Figure 5.1: Legacy and historical sites from the study area.

Why should we consider sample size?

Here, we discuss why changing inclusion probability alone is insufficient by comparing two ecoregions with oposite spatial distributions of historical sites. While the ecoregion 99 has evenly distributed historical sites over space, the ecoregion 217 present most of its historical sites around roads. We begin by outlining the method for reducing the inclusion probability of sites near legacy sites from Foster (2021), which we then apply to the two contrasting ecoregions.

Every PSU hexagon is assigned an inclusion probability as a function of habitat and access cost. The effect of a legacy site (\(l\)) on the inclusion probability of neighbouring hexagons (\(h\)) is derived from the Euclidean distance between \(h\) and \(l\) (\(d(h, l)\)), and the amplitude effect \(\sigma\) using a Gaussian function. Figure 5.2 shows the one-dimensional effect of increasing values of \(\sigma\) on the inclusion probability of neighbouring sites.

Figure 5.2: Legacy effect in the inclusion probabiity of neighbouring sites in function their Euclian distance. Each line represents the effect range of legacy sites. Figure adapted from the vignette ‘An Introduction to MBHdesign’ found in Foster (2021).

The method to reduce the inclusion probability of neighbouring sites near legacy sites developed in Foster (2021) is implemented in the R package MBHdesign. We redrew their illustration using a simulated grid landscape with three legacy sites to ilustrate the effect of increasing the \(\sigma\) parameter on the inclusion probability of adjacent sites (Figure 5.3).

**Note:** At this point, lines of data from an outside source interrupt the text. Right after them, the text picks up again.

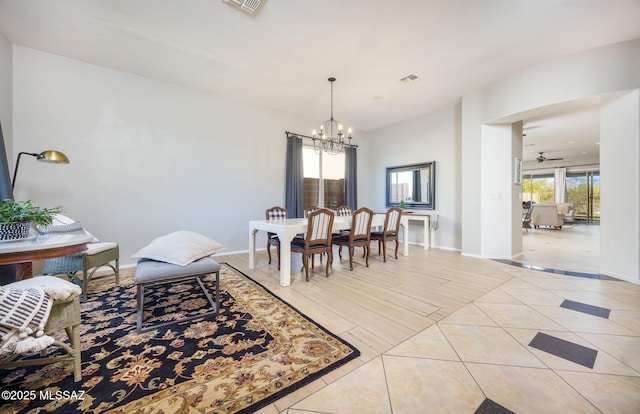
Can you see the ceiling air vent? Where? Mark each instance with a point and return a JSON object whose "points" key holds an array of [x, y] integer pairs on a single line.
{"points": [[409, 78], [249, 6]]}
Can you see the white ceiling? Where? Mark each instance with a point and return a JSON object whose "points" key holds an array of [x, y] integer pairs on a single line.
{"points": [[281, 56]]}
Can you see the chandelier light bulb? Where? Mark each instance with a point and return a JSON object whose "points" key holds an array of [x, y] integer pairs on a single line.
{"points": [[332, 139]]}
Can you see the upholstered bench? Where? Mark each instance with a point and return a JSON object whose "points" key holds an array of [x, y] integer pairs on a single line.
{"points": [[152, 272]]}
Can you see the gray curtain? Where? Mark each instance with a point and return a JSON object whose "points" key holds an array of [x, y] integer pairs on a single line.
{"points": [[351, 177], [294, 192], [417, 185], [560, 185]]}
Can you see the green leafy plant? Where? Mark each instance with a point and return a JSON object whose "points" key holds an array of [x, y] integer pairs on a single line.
{"points": [[24, 211]]}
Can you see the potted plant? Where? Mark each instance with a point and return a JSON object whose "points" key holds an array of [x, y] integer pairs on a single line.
{"points": [[16, 218]]}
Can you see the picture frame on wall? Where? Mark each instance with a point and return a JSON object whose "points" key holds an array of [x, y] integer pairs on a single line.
{"points": [[517, 176]]}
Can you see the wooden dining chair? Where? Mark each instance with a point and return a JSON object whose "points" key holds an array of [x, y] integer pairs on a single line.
{"points": [[274, 213], [317, 239], [358, 236], [344, 211], [389, 232], [310, 210]]}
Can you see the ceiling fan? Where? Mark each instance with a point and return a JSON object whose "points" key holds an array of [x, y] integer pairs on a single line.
{"points": [[543, 158]]}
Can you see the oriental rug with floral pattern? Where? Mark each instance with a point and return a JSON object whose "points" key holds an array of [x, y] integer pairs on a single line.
{"points": [[254, 351]]}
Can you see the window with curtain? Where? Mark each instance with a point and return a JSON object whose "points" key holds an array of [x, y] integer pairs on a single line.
{"points": [[323, 179], [538, 188]]}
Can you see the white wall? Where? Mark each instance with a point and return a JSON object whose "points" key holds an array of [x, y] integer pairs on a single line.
{"points": [[6, 91], [597, 72], [147, 157], [620, 184], [431, 137]]}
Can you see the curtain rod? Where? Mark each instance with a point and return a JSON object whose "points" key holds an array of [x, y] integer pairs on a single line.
{"points": [[314, 138]]}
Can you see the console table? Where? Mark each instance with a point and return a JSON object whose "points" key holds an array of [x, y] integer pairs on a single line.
{"points": [[426, 221], [23, 252]]}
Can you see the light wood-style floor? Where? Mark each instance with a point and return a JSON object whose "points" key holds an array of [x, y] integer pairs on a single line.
{"points": [[441, 332], [575, 247], [452, 333]]}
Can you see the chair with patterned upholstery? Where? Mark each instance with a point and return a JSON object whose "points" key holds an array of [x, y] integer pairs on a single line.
{"points": [[26, 328], [98, 255], [389, 232], [344, 211], [310, 210], [274, 213], [317, 239], [358, 236]]}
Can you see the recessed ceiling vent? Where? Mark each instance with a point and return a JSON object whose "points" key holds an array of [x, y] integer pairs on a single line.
{"points": [[409, 78], [249, 6]]}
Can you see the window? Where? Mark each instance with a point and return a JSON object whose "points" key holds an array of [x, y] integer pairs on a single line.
{"points": [[538, 188], [583, 191], [323, 179]]}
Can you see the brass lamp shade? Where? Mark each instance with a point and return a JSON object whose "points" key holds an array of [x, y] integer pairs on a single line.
{"points": [[52, 156]]}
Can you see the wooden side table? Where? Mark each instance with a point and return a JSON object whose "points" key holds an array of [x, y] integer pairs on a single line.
{"points": [[24, 252]]}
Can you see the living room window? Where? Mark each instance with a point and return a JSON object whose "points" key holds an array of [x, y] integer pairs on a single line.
{"points": [[538, 188], [323, 179], [583, 191]]}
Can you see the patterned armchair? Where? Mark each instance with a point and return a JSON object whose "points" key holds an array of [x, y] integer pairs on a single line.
{"points": [[23, 336]]}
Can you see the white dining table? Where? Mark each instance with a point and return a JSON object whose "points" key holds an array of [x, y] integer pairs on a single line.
{"points": [[286, 229]]}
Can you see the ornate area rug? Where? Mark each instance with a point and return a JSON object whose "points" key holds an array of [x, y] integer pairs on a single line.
{"points": [[255, 351]]}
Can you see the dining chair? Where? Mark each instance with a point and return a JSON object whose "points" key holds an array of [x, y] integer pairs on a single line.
{"points": [[310, 210], [64, 317], [389, 232], [358, 236], [317, 239], [98, 255], [344, 211], [274, 213]]}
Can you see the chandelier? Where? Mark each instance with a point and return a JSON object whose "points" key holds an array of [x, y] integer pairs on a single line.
{"points": [[331, 139]]}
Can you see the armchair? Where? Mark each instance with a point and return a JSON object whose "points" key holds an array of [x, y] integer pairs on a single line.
{"points": [[97, 255], [59, 308], [546, 215], [568, 211]]}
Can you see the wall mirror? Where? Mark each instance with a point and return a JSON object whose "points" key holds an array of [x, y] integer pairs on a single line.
{"points": [[415, 184]]}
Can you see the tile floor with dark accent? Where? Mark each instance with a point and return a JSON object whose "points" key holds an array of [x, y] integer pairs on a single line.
{"points": [[540, 343]]}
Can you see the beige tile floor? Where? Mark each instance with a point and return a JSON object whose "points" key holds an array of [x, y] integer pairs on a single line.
{"points": [[442, 333]]}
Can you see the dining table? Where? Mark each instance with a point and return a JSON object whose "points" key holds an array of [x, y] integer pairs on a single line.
{"points": [[288, 228]]}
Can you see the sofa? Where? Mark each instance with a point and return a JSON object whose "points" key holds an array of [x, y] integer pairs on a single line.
{"points": [[546, 215], [568, 211]]}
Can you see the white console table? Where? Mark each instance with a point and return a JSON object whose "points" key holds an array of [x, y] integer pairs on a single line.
{"points": [[426, 221]]}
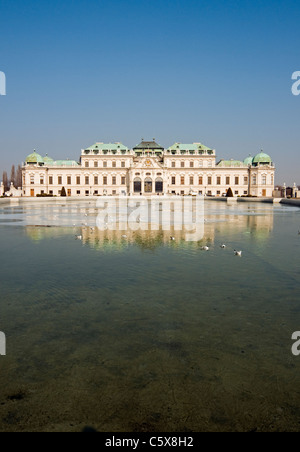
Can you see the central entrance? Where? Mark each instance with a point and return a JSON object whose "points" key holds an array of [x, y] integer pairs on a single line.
{"points": [[148, 185], [159, 185]]}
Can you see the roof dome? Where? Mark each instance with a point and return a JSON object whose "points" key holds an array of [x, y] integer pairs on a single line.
{"points": [[34, 158], [248, 160], [262, 158], [48, 159]]}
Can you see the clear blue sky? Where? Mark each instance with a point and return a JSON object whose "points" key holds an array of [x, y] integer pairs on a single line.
{"points": [[213, 71]]}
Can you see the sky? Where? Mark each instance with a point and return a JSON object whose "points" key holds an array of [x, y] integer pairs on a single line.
{"points": [[216, 72]]}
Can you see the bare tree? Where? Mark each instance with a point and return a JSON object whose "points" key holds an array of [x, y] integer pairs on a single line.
{"points": [[19, 177], [5, 181], [13, 175]]}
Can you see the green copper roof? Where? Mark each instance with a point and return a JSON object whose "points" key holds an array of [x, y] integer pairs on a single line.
{"points": [[230, 163], [262, 158], [248, 160], [48, 159], [34, 158], [189, 147], [107, 147]]}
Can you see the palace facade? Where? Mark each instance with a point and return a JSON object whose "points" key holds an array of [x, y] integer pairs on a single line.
{"points": [[148, 169]]}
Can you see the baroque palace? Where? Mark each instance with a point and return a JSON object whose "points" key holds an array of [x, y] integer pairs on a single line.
{"points": [[148, 169]]}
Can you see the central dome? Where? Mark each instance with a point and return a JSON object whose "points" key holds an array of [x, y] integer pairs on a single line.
{"points": [[34, 158]]}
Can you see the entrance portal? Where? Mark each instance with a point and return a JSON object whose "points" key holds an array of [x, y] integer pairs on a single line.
{"points": [[148, 185]]}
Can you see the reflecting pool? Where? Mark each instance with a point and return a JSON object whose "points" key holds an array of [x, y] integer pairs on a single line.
{"points": [[133, 331]]}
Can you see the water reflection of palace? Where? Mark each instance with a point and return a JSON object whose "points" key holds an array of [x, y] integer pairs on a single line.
{"points": [[223, 224]]}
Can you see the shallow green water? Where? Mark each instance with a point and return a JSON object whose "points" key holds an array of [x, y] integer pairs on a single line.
{"points": [[144, 334]]}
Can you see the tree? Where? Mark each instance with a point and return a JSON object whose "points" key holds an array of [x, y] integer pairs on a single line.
{"points": [[5, 181], [13, 175], [19, 181], [229, 193]]}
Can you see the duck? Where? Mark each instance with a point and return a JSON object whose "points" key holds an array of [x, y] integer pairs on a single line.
{"points": [[238, 253]]}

Figure 5.3: Effect of increasing the effect (sigma) of three legacy sites (white dots) on the inclusion probability of neighbouring sites. Each square is a simulated sampling grid with different inclusion probability described by the color gradient. Inclusion probability increases from dark blue (low) to yellow (high).

We applied the same approach for two ecoregion with contrasting spatial distribution of historical sites. By using the spatially balanced design to sample new sites while omitting historical sites, the selected hexagons are evenly distributed throughout the ecoregion, some of which overlap with the historical sites (Figure 5.4). Adjusting the probability of inclusion of hexagons, given their distance to historical locations, increases the spatial coverage of underrepresented areas (Figure 5.5).

Figure 5.4: Example of when sampling sites (red dots) using the spatially balanced design without taking historical sites into account. Ecoregion 99 and 207 are two examples of legacy sites in which the legacy sites (blue dots) are evenly and non-uniformly distributed in space, respectively.

Figure 5.5: Example of when sites are sampled from a design in which only the inclusion probability is adjusted when incorporating historical sites. Ecoregion 99 and 207 are two examples of legacy sites in which the legacy sites (blue dots) are evenly and non-uniformly distributed in space, respectively.

The issue is that when an ecoregion is well covered by historical sites, the sampled hexagons are driven to cluster in smaller available areas. When the inclusion probability was adjusted for ecoregion 99, almost a third of the sampled hexagons were clustered in a 20 km buffer. In the next section, we will build on this approach so the sample size may also be adjusted in response to historical sites.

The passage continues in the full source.